Die Kommission hat damit begonnen, Betroffene anzuhören. Mehr als 400 Menschen haben sich bisher für vertrauliche Anhörungen gemeldet, 40 wurden Andresen zufolge seit September angehört. Erstmals befasst sich mit der deutschen Aufarbeitungskommission ein solches Gremium auch mit dem sexuellen Missbrauch im familiären Umfeld.
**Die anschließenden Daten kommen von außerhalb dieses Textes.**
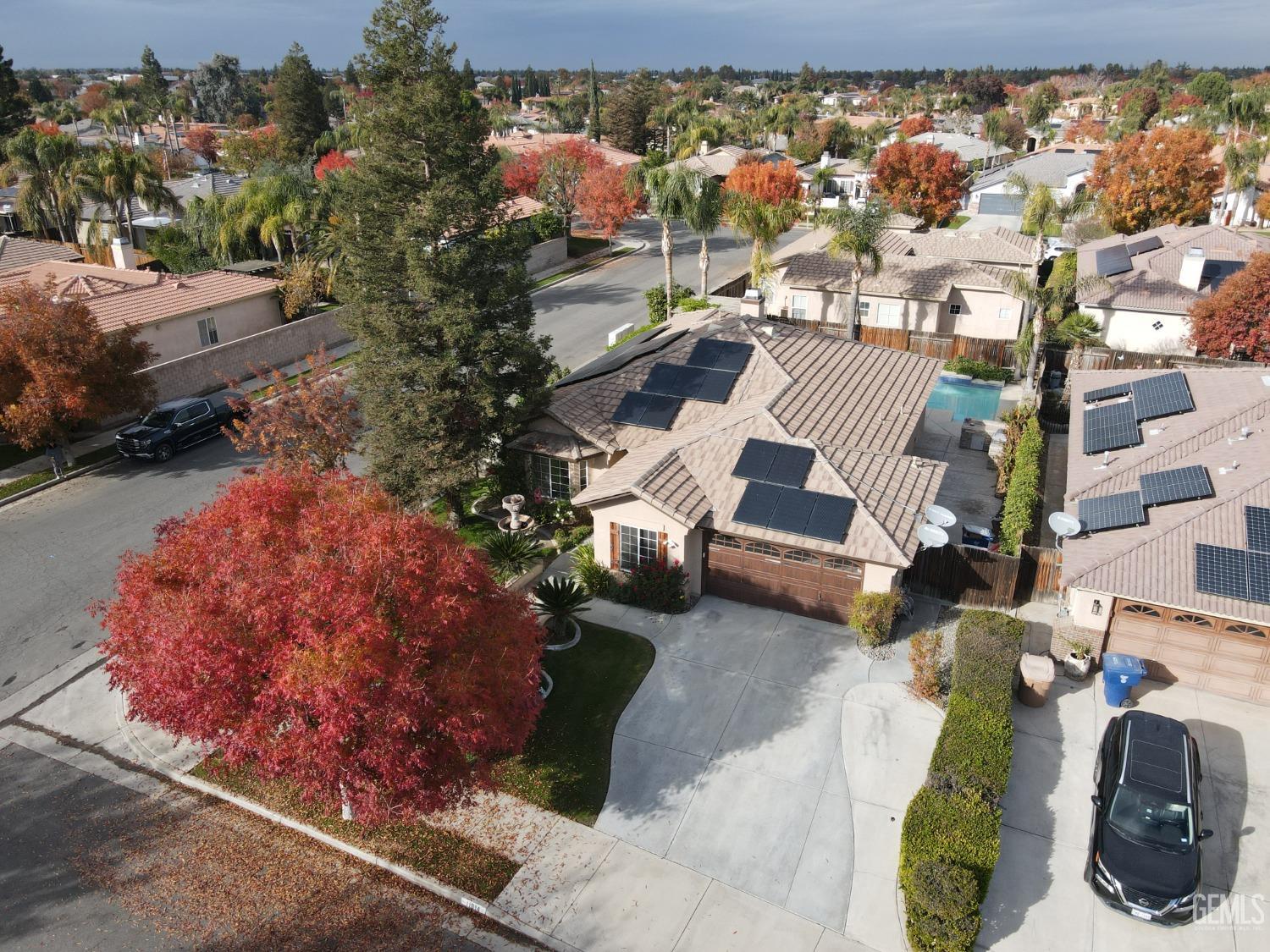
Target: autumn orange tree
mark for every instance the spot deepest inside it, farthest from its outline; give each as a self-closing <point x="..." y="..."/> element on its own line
<point x="1236" y="317"/>
<point x="1156" y="178"/>
<point x="309" y="630"/>
<point x="58" y="370"/>
<point x="607" y="200"/>
<point x="919" y="179"/>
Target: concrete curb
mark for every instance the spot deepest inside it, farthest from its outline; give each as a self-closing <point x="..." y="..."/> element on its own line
<point x="50" y="484"/>
<point x="594" y="266"/>
<point x="455" y="895"/>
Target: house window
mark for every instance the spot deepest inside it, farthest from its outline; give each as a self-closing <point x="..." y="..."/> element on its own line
<point x="551" y="476"/>
<point x="635" y="548"/>
<point x="207" y="332"/>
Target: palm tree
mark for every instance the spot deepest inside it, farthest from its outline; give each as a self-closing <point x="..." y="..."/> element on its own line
<point x="704" y="215"/>
<point x="671" y="190"/>
<point x="858" y="235"/>
<point x="762" y="223"/>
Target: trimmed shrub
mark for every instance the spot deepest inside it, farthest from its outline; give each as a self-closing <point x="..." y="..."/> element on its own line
<point x="871" y="616"/>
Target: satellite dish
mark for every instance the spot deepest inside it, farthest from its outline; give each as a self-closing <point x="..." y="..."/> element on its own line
<point x="939" y="515"/>
<point x="1064" y="525"/>
<point x="931" y="536"/>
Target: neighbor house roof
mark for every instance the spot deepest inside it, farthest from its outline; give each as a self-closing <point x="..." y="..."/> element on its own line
<point x="1142" y="271"/>
<point x="855" y="405"/>
<point x="1156" y="561"/>
<point x="902" y="276"/>
<point x="119" y="297"/>
<point x="20" y="253"/>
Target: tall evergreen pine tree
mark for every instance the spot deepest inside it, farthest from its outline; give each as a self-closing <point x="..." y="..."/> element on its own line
<point x="436" y="287"/>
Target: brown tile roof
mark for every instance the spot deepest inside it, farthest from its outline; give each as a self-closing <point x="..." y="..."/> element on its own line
<point x="902" y="276"/>
<point x="1156" y="561"/>
<point x="22" y="253"/>
<point x="121" y="297"/>
<point x="856" y="405"/>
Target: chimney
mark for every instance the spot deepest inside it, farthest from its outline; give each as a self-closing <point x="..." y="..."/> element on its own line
<point x="1193" y="269"/>
<point x="121" y="249"/>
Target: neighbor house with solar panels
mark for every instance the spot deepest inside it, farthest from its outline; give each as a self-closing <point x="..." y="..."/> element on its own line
<point x="775" y="464"/>
<point x="1151" y="279"/>
<point x="1168" y="474"/>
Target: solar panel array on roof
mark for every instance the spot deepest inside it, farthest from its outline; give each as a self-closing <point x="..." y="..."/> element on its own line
<point x="721" y="355"/>
<point x="1092" y="396"/>
<point x="1175" y="485"/>
<point x="1110" y="426"/>
<point x="650" y="410"/>
<point x="1112" y="512"/>
<point x="1161" y="396"/>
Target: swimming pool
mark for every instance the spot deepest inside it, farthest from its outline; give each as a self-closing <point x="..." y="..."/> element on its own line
<point x="965" y="398"/>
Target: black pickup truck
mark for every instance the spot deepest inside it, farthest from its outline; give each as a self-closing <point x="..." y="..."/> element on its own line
<point x="177" y="424"/>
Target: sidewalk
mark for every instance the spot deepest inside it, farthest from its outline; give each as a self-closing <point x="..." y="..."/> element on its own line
<point x="106" y="438"/>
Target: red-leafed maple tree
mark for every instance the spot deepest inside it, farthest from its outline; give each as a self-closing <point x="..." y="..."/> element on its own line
<point x="58" y="368"/>
<point x="1156" y="178"/>
<point x="607" y="201"/>
<point x="309" y="629"/>
<point x="332" y="162"/>
<point x="765" y="182"/>
<point x="1234" y="316"/>
<point x="203" y="142"/>
<point x="919" y="179"/>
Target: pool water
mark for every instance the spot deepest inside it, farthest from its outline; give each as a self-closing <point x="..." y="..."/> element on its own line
<point x="965" y="399"/>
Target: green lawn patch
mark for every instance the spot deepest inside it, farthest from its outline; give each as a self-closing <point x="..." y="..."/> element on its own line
<point x="446" y="856"/>
<point x="566" y="763"/>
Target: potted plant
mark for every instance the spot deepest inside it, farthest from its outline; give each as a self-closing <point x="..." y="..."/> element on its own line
<point x="1080" y="659"/>
<point x="559" y="601"/>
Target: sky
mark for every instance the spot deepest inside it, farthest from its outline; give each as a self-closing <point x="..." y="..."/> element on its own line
<point x="657" y="33"/>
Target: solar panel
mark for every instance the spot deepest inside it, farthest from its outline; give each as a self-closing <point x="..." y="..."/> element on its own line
<point x="1161" y="396"/>
<point x="757" y="503"/>
<point x="1105" y="393"/>
<point x="1113" y="512"/>
<point x="1110" y="426"/>
<point x="1222" y="571"/>
<point x="721" y="355"/>
<point x="1256" y="523"/>
<point x="650" y="410"/>
<point x="1259" y="578"/>
<point x="1175" y="485"/>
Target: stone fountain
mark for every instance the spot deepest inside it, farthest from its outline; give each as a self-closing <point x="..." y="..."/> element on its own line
<point x="513" y="520"/>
Für Bergmann ist die Kommission die Fortsetzung ihrer früheren Arbeit, als sich nach dem Bekanntwerden der Missbrauchsskandale 2010 und der jahrzehntelangen Vertuschung Tausende an das Hilfetelefon ihrer damaligen Geschäftsstelle wandten. Damals sei klar gewesen, die Aufarbeitung habe noch gar nicht begonnen, sagt Bergmann, die zuvor Frauensenatorin in Berlin und Bundesfamilienministerin war.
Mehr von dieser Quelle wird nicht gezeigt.